Augustin Rouart

La peinture en héritage

Jusqu’au 10 octobre 2021

Petit Palais, avenue Winston Churchill, Paris 8e.
Entrée libre et gratuite (y compris pour cette exposition)

#ExpoRouart

Jean-Marie Rouart, écrivain, nommé à l’Académie française, vient de léguer au Petit Palais (sous réserve d’usufruit) douze oeuvres peintes par son père Augustin Rouart (1907-1997), ses arrières-grand-pères Henri Rouart (1833-1912) et Henry Lerolle (1848-1929), ainsi qu’une toile de Maurice Denis. L’ensemble est confronté à une série d’oeuvres issues de la collection permanente du Petit Palais et à une quinzaine de prêts.

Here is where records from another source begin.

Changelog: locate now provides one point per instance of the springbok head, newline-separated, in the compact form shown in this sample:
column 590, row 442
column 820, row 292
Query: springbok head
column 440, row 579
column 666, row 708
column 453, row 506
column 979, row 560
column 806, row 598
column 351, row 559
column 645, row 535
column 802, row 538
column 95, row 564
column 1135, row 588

Augustin Rouart, Lagrimas y Penas, 1943 Crédit : Philippe Fuzeau

Le parcours s’organise en trois temps : une salle d’introduction avec la présentation de quelques membres de la famille Rouart et de leurs amis (Edgar Degas, Berthe Morisot, Julie Manet). Le tableau d’Henri Rouart (représentant son Salon-atelier de la rue de Lisbonne (vers 1880-1884) rappelle que son hôtel particulier fut un point de rencontres des artistes de l’époque qu’il était un grand collectionneur d’art avec moult tableaux accrochés au mur, comme cela se faisait à l’époque.

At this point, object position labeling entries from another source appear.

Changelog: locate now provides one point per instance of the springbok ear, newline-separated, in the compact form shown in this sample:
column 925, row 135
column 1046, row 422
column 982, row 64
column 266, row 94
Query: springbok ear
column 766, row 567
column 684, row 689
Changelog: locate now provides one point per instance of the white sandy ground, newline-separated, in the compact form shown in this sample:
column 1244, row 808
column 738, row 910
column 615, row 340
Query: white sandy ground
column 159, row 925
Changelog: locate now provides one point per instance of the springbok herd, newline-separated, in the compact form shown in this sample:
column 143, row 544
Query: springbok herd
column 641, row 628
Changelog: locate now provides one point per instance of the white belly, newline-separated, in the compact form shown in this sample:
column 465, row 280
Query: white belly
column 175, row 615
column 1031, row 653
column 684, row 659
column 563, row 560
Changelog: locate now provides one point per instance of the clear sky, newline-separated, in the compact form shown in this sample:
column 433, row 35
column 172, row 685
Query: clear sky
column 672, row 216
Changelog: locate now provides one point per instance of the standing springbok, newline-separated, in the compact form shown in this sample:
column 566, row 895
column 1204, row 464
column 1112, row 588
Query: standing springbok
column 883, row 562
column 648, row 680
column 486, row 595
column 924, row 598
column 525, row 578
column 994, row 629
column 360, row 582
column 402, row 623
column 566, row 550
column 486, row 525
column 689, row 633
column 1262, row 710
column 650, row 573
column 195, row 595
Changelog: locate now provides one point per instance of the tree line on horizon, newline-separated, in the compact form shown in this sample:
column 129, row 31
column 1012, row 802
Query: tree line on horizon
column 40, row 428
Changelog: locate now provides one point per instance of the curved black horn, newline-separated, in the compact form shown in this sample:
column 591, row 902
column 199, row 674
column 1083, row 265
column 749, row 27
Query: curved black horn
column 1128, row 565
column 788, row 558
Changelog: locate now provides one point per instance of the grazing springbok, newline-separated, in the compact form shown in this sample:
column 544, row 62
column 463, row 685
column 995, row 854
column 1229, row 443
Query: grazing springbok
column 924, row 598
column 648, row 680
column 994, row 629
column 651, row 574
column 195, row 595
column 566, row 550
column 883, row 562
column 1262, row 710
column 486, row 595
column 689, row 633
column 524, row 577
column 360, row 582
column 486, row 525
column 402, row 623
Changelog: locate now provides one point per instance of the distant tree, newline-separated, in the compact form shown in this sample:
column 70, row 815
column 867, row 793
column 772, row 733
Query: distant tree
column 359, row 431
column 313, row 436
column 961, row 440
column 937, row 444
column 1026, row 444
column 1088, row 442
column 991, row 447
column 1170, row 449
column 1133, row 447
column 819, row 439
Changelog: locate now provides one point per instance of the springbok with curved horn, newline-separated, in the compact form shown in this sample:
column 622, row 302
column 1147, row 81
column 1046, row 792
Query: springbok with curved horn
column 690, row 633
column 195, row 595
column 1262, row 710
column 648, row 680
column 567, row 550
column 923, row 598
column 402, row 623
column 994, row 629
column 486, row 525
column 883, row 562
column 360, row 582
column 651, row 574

Les oeuvres appartenant au musée et les prêts sont accrochés aux cimaises tandis que les oeuvres posées sur les portants au centre de la salle constituent les oeuvres de la donation.


Augustin Rouart, Cinq portraits d’enfant endormi, 1948 Crédit : Philippe Fuzeau

Jean-Marie Rouart, enfant, apparaît sur différents portraits dressés par son père qui était selon lui “un perdant socialement”. D’où le manque d’exposition de son temps ou alors “dans des conditions déplorables”. Lui a cherché à rester dans la veine artistique mais en prenant la plume (Une jeunesse à l’ombre de la lumière, 2000), tout en revalorisant l’oeuvre de ses aïeux.

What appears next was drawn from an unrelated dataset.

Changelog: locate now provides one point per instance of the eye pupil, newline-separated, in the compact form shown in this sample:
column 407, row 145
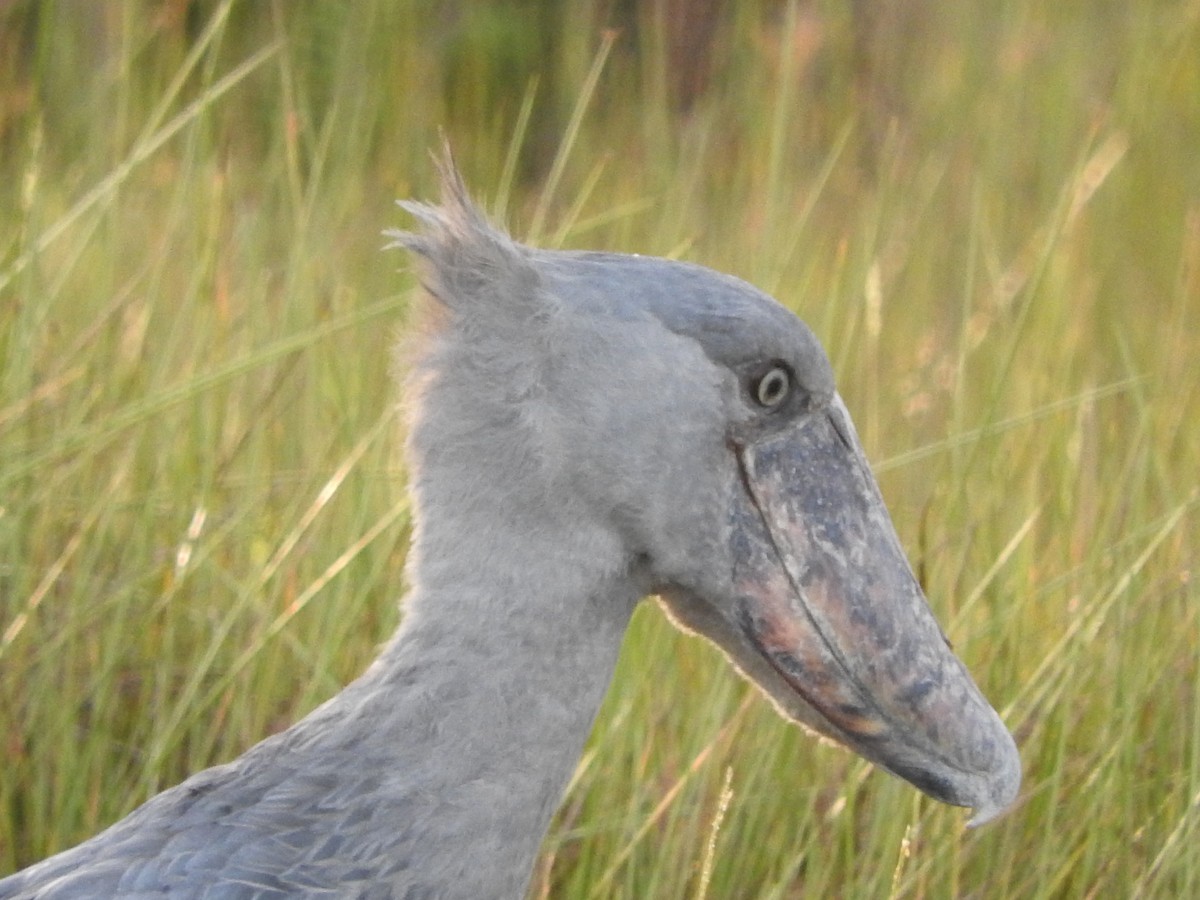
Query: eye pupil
column 772, row 388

Augustin Rouart, Le Nageur, 1943 Crédit : Philippe Fuzeau

Parmi les oeuvres phares d’A. Rouart figurent Le Nageur et Le Petit Pêcheur dont le style évoque l’art déco et l’univers des estampes japonaises. Ils sont mis en contrepoint des baigneuses d’Aristide Maillol. Ses talents chromatiques se retrouvent autant dans Lagrimas y penas (1943), qui représente l’épouse du peintre, couchée sur un lit de draps jaunes et oranges, mis en parallèle avec les baigneuses de Maurice Denis. Que dans ses natures mortes, à la composition minimaliste, mais aux couleurs savamment dosées (Glaïeuls au livre rouge, 1943 ; Mimosa, 1945 ; Jonquille et narcisses dans un bocal en verre, 1954 ; Jonquilles, livre et bronze, 1982). Le jaune et le rouge des fleurs se retrouvent dans Femme au bouquet (1922) de Félix Vallotton, toile qui rassemble les trois genres (paysage, portrait et nature morte), modèle d’atelier à la robe jaune en train d’arranger un bouquet de fleurs.


Augustin Rouart, Jonquille et narcisses dans un bocal en verre, 1954 Crédit : Philippe Fuzeau

Une exposition chaleureuse mais de petite taille ; à voir en complément de l’exposition consacrée aux estampes éditées par Ambroise Vollard ou d’une visite plus ample du Petit Palais.